The parallel crimes Harry is investigating were perpetrated by a serial rapist who they have code-named Screen Cutter after his method of entry to victims' homes. Investigation reveals all the victims lived in neighborhoods frequented by Dockweiler, a city code officer. Dockweiler is a former San Fernando police officer known for his misogynistic attitude. Bosch shoots and wounds Dockweiler, who had taken the police chief and the police captain as hostages. Bosch then has to find and rescue his partner Bella Lourdes, whom Dockweiler had abducted and imprisoned when she too came to suspect him as the Screen Cutter.

==Reception==
Maureen Corrigan of The Washington Post wrote: "This latest Bosch outing is its own accomplishment: brooding and intricate, suspenseful and sad.

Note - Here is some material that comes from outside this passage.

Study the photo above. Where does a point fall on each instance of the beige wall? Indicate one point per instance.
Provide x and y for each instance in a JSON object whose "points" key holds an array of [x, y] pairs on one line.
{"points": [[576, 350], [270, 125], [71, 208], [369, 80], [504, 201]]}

In short, it's another terrific Michael Connelly mystery."

Paula L. Woods of the Los Angeles Times wrote that while the novel "may not stand shoulder-to-shoulder with some of the stronger entries in the Bosch oeuvre — or boast the high-octane, blood-spattered crimes", it is "immensely satisfying to see Bosch’s sustained and deepened passion for his mission— “Everybody counts or nobody counts” — undiminished by age or circumstance, even as a younger generation of detectives of all colors and orientations share the stage to carry on the work that has given Bosch, and this series, such an enduring appeal."